Sheesh, thats a tough one. Seems most guys stick to 55gr or less... 
What application are you using the bullet for?


----------



## flyfisher117 (Jun 29, 2009)

Bax* said:


> Sheesh, thats a tough one. Seems most guys stick to 55gr or less...
> What application are you using the bullet for?


not really sure its not a common load i know but my gun has a 1:9" twist so i want to see what it shoots like compared to a 55 grain.


----------



## gwailow (Jan 20, 2008)

If your gun has the 1:9 twist, you can shoot the Barnes 62gr TSX. Jump on their web-site for load data or call their tech support, they can definitely line you out.
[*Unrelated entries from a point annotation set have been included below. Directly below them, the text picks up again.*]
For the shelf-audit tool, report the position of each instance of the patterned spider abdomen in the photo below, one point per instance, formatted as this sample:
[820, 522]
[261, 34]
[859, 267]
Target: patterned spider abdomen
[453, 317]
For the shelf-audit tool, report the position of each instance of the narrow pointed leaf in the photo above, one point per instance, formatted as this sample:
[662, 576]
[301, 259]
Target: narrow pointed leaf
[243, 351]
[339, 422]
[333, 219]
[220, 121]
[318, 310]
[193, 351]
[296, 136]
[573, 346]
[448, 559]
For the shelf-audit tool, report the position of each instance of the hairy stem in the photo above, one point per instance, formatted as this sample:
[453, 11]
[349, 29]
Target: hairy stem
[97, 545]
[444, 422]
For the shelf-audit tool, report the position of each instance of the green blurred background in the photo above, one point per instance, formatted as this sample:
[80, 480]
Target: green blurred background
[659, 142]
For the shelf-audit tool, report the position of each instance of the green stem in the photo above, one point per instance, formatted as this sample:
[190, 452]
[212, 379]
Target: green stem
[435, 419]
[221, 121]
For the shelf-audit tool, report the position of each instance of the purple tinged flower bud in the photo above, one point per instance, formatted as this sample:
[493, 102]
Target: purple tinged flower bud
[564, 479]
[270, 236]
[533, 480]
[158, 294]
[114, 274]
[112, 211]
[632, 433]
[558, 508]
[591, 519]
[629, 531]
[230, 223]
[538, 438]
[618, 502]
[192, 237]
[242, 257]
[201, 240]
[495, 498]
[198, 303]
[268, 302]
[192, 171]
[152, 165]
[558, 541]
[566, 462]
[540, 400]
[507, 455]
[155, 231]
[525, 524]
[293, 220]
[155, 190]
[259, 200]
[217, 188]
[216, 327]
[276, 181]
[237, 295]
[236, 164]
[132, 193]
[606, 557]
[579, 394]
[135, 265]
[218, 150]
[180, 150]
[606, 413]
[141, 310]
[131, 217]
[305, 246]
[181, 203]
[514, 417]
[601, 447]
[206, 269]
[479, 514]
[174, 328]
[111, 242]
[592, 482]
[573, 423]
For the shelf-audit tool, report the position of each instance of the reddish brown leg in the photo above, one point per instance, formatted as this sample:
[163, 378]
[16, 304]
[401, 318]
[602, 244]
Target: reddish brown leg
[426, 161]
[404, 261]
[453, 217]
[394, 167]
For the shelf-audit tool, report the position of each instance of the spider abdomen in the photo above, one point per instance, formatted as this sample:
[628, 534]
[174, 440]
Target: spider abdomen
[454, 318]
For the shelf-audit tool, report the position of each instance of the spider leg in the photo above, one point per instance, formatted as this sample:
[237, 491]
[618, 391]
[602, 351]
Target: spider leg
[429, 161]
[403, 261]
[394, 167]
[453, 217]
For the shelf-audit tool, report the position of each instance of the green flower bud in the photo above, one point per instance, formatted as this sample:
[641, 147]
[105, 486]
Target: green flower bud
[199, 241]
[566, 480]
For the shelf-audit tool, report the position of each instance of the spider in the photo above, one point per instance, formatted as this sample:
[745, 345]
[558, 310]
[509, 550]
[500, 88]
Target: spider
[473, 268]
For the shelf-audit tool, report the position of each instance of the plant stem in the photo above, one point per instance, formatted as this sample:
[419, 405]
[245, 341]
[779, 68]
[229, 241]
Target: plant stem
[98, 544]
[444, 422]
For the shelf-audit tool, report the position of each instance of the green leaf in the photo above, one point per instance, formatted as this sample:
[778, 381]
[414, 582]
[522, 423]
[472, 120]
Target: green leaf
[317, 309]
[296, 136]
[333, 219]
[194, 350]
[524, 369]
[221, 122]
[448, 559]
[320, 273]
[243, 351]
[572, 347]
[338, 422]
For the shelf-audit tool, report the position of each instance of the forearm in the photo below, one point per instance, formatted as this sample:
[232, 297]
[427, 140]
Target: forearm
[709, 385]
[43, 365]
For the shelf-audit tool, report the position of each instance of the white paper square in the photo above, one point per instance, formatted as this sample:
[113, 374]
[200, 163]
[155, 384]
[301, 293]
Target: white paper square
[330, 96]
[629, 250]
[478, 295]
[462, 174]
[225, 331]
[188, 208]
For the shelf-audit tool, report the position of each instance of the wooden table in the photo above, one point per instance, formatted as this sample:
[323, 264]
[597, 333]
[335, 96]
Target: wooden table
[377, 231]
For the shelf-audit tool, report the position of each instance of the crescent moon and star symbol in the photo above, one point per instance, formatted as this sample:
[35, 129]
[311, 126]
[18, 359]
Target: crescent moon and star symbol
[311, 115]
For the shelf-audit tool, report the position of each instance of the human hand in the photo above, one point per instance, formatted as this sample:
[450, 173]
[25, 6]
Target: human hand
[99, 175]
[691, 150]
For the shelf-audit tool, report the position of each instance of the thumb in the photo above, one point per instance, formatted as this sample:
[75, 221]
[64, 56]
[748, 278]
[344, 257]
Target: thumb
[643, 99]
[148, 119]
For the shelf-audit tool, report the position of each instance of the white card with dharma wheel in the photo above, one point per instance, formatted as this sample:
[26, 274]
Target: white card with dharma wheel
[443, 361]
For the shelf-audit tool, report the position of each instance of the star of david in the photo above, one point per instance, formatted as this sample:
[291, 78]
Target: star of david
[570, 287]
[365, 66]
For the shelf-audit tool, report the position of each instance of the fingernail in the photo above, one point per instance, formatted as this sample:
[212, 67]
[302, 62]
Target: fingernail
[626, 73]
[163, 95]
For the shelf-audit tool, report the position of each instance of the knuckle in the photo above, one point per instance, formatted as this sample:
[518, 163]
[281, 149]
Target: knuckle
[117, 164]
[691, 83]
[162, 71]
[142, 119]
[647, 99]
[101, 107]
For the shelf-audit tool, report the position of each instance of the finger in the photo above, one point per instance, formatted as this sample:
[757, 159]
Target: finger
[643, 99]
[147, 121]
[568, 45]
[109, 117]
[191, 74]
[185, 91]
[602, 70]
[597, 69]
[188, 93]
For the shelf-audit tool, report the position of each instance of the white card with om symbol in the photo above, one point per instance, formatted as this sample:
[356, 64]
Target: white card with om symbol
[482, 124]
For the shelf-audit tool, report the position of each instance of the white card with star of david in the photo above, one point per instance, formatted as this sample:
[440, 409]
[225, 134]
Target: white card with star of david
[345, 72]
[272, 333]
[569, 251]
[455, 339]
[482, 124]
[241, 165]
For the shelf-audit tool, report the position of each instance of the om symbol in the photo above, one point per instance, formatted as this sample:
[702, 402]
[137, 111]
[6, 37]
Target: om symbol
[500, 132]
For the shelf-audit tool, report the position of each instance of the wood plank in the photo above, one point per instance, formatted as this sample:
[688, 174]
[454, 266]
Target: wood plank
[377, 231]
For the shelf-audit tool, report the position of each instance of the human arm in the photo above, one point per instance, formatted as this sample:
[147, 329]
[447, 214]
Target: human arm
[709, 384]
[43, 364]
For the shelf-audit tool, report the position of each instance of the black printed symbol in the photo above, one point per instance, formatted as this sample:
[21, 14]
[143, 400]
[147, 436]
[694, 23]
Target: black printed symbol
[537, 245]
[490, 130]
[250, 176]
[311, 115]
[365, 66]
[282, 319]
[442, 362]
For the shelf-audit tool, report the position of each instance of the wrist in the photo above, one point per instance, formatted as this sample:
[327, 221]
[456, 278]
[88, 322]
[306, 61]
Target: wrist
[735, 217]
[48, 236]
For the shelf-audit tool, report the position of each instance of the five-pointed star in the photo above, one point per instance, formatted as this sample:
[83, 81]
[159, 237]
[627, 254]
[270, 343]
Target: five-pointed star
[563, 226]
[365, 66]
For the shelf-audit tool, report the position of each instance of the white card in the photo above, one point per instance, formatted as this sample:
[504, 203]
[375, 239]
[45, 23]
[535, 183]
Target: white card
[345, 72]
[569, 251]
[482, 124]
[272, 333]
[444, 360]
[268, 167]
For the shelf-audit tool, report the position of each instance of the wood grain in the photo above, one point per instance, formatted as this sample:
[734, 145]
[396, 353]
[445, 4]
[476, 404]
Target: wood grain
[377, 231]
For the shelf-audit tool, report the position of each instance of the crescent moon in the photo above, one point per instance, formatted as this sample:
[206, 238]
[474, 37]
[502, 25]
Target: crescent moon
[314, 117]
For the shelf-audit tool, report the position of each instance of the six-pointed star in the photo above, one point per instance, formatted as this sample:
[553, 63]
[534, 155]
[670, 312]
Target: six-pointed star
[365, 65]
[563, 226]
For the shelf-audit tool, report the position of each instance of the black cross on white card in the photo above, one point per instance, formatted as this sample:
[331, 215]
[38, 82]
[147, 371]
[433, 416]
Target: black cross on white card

I have a 1:8 twist in my AR and it will stabilize the 70gr TSX and I love shooting those suckers. Just have to make sure I don't have too many "double taps", cause it gets real expensive real quick.


----------



## flyfisher117 (Jun 29, 2009)

gwailow said:


> If your gun has the 1:9 twist, you can shoot the Barnes 62gr TSX. Jump on their web-site for load data or call their tech support, they can definitely line you out.
> 
> I have a 1:8 twist in my AR and it will stabilize the 70gr TSX and I love shooting those suckers. Just have to make sure I don't have too many "double taps", cause it gets real expensive real quick.


I did see those barnes and im thinking about buying some and yes they wont be for plinking they will be used when need be lol


----------



## gwailow (Jan 20, 2008)

flyfisher117 said:


> gwailow said:
> 
> 
> > If your gun has the 1:9 twist, you can shoot the Barnes 62gr TSX. Jump on their web-site for load data or call their tech support, they can definitely line you out.
> ...


Here's a link to the load data, should be a good starting point for you anyways.
http://www.barnesbullets.com/wp-content/uploads/2008/01/223RemingtonWeb.pdf


----------



## Al Hansen (Sep 7, 2007)

I shoot a Savage Police Sniper in .223 with a 1/9 twist. 26 in. barrell. I use the Hornady Vmax 60 grn. bullet. Winchester 748 Powder at 25.5 grns. Deadly on P-dogs.


----------